Loin d’être une inconnue pour les amateurs de musique soul pop, c’est 6 ans après son premier single que sort l’album de la jeune bruxelloise. Raw est à peine sorti qu’il rentre déjà dans l’Ultra Top.

Cette oeuvre, travaillée dans les moindres détails, aux textes et musiques entièrement signés par Typh, est remplie de sensibilité. Définir Raw est difficile. Il demande à être dégusté comme les meilleurs vins pour en découvrir pas à pas les différentes influences et sonorités particulières qui font tout l’univers de Typh Barrow.

Sa voix de diva noire, tantôt émouvante tantôt fragile, tranche avec son look de jeune fille branchée aux yeux bleus. C’est sans tabou que cette solitaire nous livre les émotions qui sont les siennes.  Et ce n’est pas parce qu’une partie de l’album a été enregistrée sur du matériel des années 60 qu’il n’est pas rempli de modernité, au contraire. Eclatant et musclé, Raw nous entraîne au fil des titres dans un crescendo musical aux ambiances mystérieuses et intemporelles.
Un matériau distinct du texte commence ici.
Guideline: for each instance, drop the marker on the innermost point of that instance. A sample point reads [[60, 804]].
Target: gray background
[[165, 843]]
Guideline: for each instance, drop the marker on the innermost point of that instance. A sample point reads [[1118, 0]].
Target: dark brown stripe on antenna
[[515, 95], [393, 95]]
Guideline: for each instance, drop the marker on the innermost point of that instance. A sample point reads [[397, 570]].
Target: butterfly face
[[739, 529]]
On n’a pas fini d’entendre parler de cette jeune demoiselle, je vous le prédis.

Typh Barrow

On dit que c’est en cassant le tourne-disque de votre père que vous avez commencé à pratiquer votre passe-temps préféré, la musique. Est-ce la réalité ou une anecdote un peu enrobée ?
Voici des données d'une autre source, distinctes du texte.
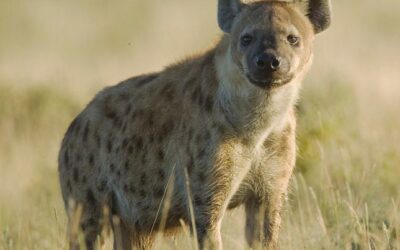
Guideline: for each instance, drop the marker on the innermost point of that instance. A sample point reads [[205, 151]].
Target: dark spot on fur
[[198, 201], [132, 189], [166, 129], [160, 154], [91, 222], [109, 144], [126, 188], [124, 97], [143, 179], [199, 138], [207, 135], [66, 158], [150, 119], [130, 149], [108, 110], [161, 174], [142, 80], [143, 159], [151, 138], [158, 192], [90, 198], [201, 176], [190, 133], [128, 109], [167, 91], [127, 165], [201, 153], [69, 186], [102, 185], [209, 103], [75, 174], [139, 143], [91, 160], [86, 131], [78, 157], [125, 142], [196, 93], [124, 127], [137, 225], [98, 139], [112, 168], [190, 165]]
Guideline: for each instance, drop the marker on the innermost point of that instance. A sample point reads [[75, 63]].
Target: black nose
[[267, 61]]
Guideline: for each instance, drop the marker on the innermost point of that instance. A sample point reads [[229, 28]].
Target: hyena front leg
[[263, 221], [263, 206]]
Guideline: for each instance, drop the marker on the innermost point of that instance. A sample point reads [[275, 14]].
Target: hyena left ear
[[227, 11], [318, 11]]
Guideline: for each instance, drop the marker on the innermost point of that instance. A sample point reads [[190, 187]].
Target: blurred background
[[56, 55]]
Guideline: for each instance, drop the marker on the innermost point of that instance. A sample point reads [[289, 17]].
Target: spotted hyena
[[211, 133]]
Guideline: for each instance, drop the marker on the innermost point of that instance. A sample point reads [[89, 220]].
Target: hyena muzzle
[[208, 134]]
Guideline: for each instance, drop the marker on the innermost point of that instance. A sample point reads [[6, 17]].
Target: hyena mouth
[[269, 82]]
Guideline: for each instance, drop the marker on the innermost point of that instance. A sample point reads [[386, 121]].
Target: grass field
[[56, 55]]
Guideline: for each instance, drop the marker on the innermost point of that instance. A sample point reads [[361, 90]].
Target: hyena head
[[271, 41]]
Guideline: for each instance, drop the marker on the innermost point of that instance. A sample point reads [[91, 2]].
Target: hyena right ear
[[227, 11], [318, 11]]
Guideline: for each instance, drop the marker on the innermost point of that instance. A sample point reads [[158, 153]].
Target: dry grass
[[56, 55]]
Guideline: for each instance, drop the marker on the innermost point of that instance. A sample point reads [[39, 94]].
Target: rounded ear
[[318, 11], [227, 11]]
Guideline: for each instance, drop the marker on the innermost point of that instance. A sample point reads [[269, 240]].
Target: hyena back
[[211, 133]]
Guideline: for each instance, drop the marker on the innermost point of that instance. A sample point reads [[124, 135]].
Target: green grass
[[344, 194]]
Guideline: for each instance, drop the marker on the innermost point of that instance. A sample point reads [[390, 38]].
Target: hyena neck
[[253, 112]]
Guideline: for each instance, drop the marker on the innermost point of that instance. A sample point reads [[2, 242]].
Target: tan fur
[[235, 140]]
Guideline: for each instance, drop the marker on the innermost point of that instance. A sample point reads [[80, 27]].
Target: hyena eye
[[246, 40], [293, 40]]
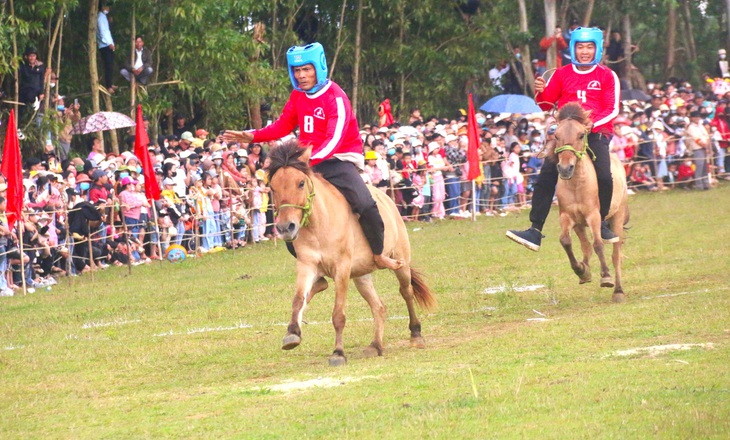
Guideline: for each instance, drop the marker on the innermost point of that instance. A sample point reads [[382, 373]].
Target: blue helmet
[[310, 54], [586, 35]]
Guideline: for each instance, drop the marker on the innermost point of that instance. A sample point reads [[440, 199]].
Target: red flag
[[472, 154], [12, 169], [141, 141]]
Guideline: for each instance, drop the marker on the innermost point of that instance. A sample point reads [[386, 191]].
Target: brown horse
[[577, 193], [328, 241]]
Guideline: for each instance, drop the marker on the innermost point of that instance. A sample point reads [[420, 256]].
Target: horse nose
[[286, 228]]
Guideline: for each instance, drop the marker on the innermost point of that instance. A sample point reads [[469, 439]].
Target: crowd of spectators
[[90, 211]]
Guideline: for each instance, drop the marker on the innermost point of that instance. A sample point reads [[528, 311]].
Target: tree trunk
[[49, 60], [339, 39], [550, 24], [356, 66], [689, 33], [627, 66], [112, 133], [727, 23], [401, 39], [526, 57], [589, 13], [671, 39], [93, 68]]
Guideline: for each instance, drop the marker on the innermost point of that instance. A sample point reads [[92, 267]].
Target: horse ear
[[306, 154], [588, 120]]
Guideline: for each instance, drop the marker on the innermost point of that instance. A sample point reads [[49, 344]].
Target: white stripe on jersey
[[617, 93], [337, 136]]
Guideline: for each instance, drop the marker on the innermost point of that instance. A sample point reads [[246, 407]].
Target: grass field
[[193, 349]]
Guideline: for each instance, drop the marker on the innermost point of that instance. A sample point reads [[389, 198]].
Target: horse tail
[[422, 292]]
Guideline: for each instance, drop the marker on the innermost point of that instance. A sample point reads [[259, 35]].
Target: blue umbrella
[[510, 104]]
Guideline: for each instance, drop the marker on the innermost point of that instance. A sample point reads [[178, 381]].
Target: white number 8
[[308, 124]]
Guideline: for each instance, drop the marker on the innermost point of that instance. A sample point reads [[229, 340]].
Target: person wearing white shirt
[[105, 42]]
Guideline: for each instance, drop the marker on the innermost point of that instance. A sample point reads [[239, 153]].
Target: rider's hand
[[237, 136], [539, 84]]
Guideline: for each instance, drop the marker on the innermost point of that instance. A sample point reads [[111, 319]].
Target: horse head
[[290, 180], [570, 138]]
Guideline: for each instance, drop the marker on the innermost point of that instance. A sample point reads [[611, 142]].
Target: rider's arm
[[283, 126], [338, 113], [609, 108], [549, 97]]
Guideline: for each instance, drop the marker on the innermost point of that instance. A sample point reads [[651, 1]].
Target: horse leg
[[595, 224], [406, 290], [579, 268], [618, 292], [342, 277], [319, 286], [587, 249], [365, 286], [305, 280]]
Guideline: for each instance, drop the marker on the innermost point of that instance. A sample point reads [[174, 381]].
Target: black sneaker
[[529, 238], [607, 234]]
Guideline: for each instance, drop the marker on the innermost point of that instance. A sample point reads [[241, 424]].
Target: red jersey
[[325, 122], [596, 89]]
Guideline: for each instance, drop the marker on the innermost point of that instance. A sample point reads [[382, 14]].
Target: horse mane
[[287, 154], [573, 111]]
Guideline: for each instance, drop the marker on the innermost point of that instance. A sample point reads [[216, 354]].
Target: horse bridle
[[578, 154], [306, 209]]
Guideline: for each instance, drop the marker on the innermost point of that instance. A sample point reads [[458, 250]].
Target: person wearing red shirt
[[597, 89], [326, 122]]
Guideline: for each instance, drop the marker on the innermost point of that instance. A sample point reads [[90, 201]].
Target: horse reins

« J’avais déjà commencé la musique à l’âge de 5 ans. Mes parents m’avaient donné la chance d’apprendre le solfège. C’est un peu plus tard que j’ai découvert le vieux tourne-disque de mon père et que je suis tombée amoureuse de la voix de Stevie Wonder. En écoutant un de ses vinyles, j’ai cassé le bras du fameux tourne-disque. J’étais très jeune et je savais à peine comment il fonctionnait.  Du coup, j’ai du me cacher pour pouvoir l’utiliser. Ce n’est pas ce qui m’a donné le goût de la musique, mais c’est ce qui m’a donné l’admiration pour Stevie Wonder. C’est dans la musique anglo-saxonne des années 60-70 que j’ai baigné. Le blues, la soul, Miles Davis, Eric Clapton, BB King sont les musiques et les interprètes que j’écoutais. »
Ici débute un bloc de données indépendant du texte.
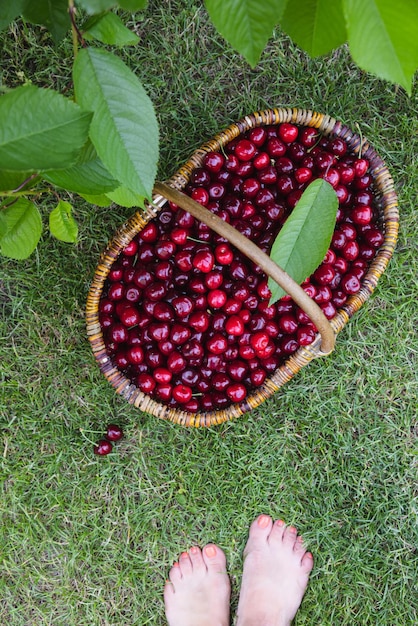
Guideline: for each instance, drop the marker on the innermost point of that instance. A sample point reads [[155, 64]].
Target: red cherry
[[288, 132], [214, 161], [245, 150], [236, 392], [103, 447], [203, 261], [114, 432], [360, 167]]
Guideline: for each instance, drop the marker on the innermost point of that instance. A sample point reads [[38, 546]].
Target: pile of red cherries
[[186, 316]]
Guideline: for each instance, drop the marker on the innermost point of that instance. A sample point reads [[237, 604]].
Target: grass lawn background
[[87, 541]]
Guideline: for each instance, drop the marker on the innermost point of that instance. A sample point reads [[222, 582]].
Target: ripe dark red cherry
[[288, 132], [245, 150], [186, 317], [214, 161], [360, 167], [203, 261], [114, 432], [103, 447]]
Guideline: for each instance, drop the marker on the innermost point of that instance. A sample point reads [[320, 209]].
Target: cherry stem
[[253, 252]]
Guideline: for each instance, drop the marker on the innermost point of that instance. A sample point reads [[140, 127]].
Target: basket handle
[[253, 252]]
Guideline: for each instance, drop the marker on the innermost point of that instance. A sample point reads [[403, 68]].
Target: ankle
[[261, 621]]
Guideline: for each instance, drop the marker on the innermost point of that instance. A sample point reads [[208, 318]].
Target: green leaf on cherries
[[21, 228], [126, 197], [110, 29], [303, 241], [62, 223], [382, 37], [247, 25], [40, 129], [317, 26], [124, 129], [133, 5], [100, 199], [88, 175]]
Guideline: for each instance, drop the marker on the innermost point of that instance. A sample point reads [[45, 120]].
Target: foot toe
[[175, 573], [214, 557], [196, 558], [277, 531], [307, 562], [289, 536], [185, 564]]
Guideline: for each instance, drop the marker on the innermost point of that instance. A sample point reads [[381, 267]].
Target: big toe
[[214, 558]]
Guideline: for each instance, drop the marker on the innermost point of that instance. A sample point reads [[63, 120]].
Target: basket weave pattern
[[387, 204]]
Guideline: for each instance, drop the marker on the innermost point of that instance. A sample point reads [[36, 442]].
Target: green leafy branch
[[103, 144]]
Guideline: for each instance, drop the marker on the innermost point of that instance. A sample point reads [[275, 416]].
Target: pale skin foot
[[198, 590], [275, 576]]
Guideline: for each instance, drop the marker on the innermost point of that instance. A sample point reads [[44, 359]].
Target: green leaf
[[133, 5], [88, 176], [23, 228], [303, 241], [10, 181], [96, 6], [9, 10], [109, 28], [124, 128], [62, 223], [383, 38], [126, 197], [247, 25], [40, 129], [317, 26], [101, 200], [53, 14]]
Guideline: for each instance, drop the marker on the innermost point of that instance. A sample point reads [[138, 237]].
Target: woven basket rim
[[388, 206]]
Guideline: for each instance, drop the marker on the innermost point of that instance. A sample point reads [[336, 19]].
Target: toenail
[[263, 521], [210, 551]]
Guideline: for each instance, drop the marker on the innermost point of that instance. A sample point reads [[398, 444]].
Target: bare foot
[[276, 572], [198, 590]]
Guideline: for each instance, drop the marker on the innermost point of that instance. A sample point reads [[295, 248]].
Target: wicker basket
[[323, 343]]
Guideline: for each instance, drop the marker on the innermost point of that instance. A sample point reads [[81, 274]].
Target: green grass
[[87, 541]]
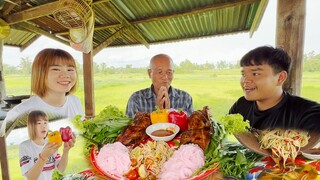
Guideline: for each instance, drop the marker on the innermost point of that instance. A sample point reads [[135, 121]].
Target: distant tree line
[[311, 63]]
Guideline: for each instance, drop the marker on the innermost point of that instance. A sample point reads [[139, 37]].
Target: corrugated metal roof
[[135, 22]]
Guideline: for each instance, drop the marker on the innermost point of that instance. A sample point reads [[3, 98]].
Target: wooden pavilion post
[[88, 85], [290, 35], [3, 147], [4, 159]]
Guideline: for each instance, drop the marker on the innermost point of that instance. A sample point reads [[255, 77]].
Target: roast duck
[[135, 132], [199, 129]]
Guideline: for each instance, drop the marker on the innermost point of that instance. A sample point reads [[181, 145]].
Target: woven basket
[[73, 13]]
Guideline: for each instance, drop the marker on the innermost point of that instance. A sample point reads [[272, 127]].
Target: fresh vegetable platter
[[110, 123]]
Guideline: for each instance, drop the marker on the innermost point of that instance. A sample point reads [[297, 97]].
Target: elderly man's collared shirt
[[145, 101]]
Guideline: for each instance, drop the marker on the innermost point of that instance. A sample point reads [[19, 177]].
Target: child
[[38, 159], [54, 79]]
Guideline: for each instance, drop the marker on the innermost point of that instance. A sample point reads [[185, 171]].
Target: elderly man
[[160, 93]]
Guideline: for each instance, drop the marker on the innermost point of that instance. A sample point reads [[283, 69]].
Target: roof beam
[[197, 11], [133, 30], [36, 30], [174, 15], [32, 13], [108, 41]]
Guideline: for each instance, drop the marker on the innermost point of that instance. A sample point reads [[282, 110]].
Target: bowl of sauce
[[162, 131]]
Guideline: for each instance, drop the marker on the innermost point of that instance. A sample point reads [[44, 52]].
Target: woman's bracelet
[[43, 159]]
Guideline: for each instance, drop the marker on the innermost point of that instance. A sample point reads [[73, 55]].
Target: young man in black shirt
[[265, 104]]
Votre album s’intitule RAW ce qui veut dire brut ou pur en français, quelle signification a-t-il pour vous ?

« Ca veut pouvoir dire plusieurs choses en anglais. Pour moi, c’était une évidence. Cela fait référence à la conception brute et à l’ancienne de l’album. Bien sûr, il y a un travail de sophistication après. Beaucoup de post-prod pour y apporter la touche de modernité. Raw, c’est aussi la matière première, la toile de fond que je voulais assez brute. Il y a encore la référence à ma personnalité que j’avais envie de montrer. Je sais que les gens ont une image de moi qui peut parfois être sophistiquée, sûre d’elle. Beaucoup pensent que je suis une femme forte alors qu’en fait j’ai une personnalité assez ambivalente. L’extérieur, c’est ma carapace, donc c’est clair que cela fait partie de moi. Mais derrière il y a quand même un côté très à fleur de peau, un peu fragile. J’avais envie de livrer aussi cette dualité avec mon côté garçon manqué. »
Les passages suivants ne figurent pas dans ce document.